The yield on the benchmark 10-year security touched 1.065 percent Monday, the highest since Sept. 2. The rate added 8.5 basis points last week, the biggest five-day gain since the week that ended Jan. 7, according to Japan Bond Trading Co., the nation's largest interdealer debt broker. Ten-year U.S. yields fell 4.7 basis points last week to 1.96 percent.

Twenty-year bonds fell the most since May on Nov. 25, the day after Standard & Poor's said it may be closer to lowering Japan's grade as Prime Minister Yoshihiko Noda's administration isn't improving the nation's finances. The International Monetary Fund said there's a risk a "sudden spike" in yields may make the country's borrowings unsustainable.

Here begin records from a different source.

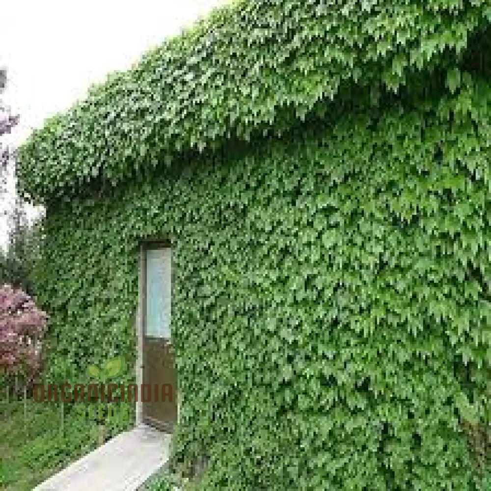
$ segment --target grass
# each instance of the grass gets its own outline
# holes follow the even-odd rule
[[[30,400],[0,403],[0,490],[31,491],[97,447],[95,423],[62,410]]]

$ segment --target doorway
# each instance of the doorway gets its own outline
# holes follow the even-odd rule
[[[177,420],[177,375],[170,331],[172,251],[168,245],[153,243],[142,246],[141,252],[140,419],[171,433]]]

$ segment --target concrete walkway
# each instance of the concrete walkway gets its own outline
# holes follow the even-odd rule
[[[34,491],[135,491],[167,461],[171,436],[142,425],[115,436]]]

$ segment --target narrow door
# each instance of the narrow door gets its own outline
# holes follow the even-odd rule
[[[144,249],[143,384],[143,422],[172,432],[177,419],[177,378],[170,333],[171,249]]]

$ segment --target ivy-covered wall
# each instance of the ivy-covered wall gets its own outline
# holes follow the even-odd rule
[[[53,204],[38,278],[57,361],[134,356],[138,244],[168,237],[174,460],[210,457],[201,489],[481,489],[491,91],[476,80]]]
[[[483,489],[490,19],[240,0],[34,132],[51,375],[134,362],[138,245],[170,239],[202,489]]]

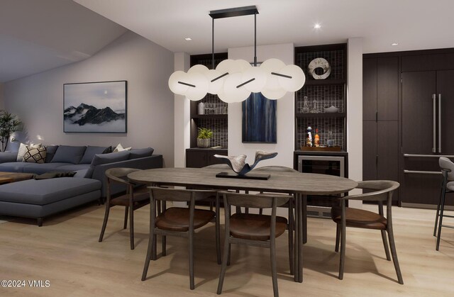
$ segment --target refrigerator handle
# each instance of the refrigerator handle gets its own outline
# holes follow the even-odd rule
[[[441,152],[441,94],[438,94],[438,152]]]
[[[432,134],[433,136],[433,146],[432,147],[432,152],[437,152],[436,145],[437,145],[437,135],[436,135],[436,125],[437,125],[437,119],[436,119],[436,113],[437,113],[437,102],[436,102],[436,94],[432,94],[432,99],[433,99],[433,133]]]

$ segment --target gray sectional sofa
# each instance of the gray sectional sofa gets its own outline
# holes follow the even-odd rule
[[[0,185],[0,215],[43,218],[104,198],[109,168],[142,169],[162,167],[162,156],[150,147],[103,153],[106,147],[52,145],[47,147],[44,163],[18,161],[17,152],[0,152],[0,172],[42,174],[49,172],[75,172],[74,177],[26,180]],[[118,186],[112,194],[124,191]]]

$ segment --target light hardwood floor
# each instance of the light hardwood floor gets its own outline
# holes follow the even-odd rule
[[[0,287],[0,296],[216,296],[221,267],[216,263],[214,224],[196,235],[196,288],[191,291],[185,239],[169,237],[167,256],[152,261],[148,279],[140,281],[149,207],[135,213],[135,250],[129,249],[128,229],[121,230],[123,208],[112,208],[104,240],[98,242],[104,210],[85,206],[45,220],[41,228],[26,219],[0,223],[0,279],[48,280],[50,285]],[[302,284],[294,283],[289,274],[287,236],[277,240],[280,296],[453,296],[454,230],[443,229],[436,252],[432,235],[435,211],[396,207],[393,213],[403,286],[397,282],[392,262],[384,258],[380,232],[351,228],[347,230],[344,279],[338,280],[335,224],[309,218]],[[222,296],[272,296],[269,250],[233,245]]]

Japan is planning two- and 10-year note auctions this week.

"Given how the sentiment quickly deteriorated over the past couple of days, the government bond market is likely to be unstable unless it gets results at the 10-year sale," Shinji Nomura, chief debt strategist in Tokyo at SMBC Nikko Securities Inc., one of the 25 primary dealers obliged to bid at government-debt sales, said Friday. "Shorter-term bonds will be bought instead as a refuge, steepening the yield curve."

The government plans to sell ¥2.7 trillion in securities maturing in December 2013 at auction Tuesday and offer ¥2.2 trillion of December 2021 notes Thursday.

Investors bid for 4.07 times the two-year notes at the last sale on Oct. 26, the highest bid-to-cover ratio for such debt since July. The Nov. 1 sale of 10-year, 1 percent bonds drew the strongest demand since April as the bid-to-cover reached 3.26.

Twenty-year yields rose 2.5 basis points to 1.815 percent Monday after gaining six basis points on Nov. 25. A basis point is 0.01 percentage point.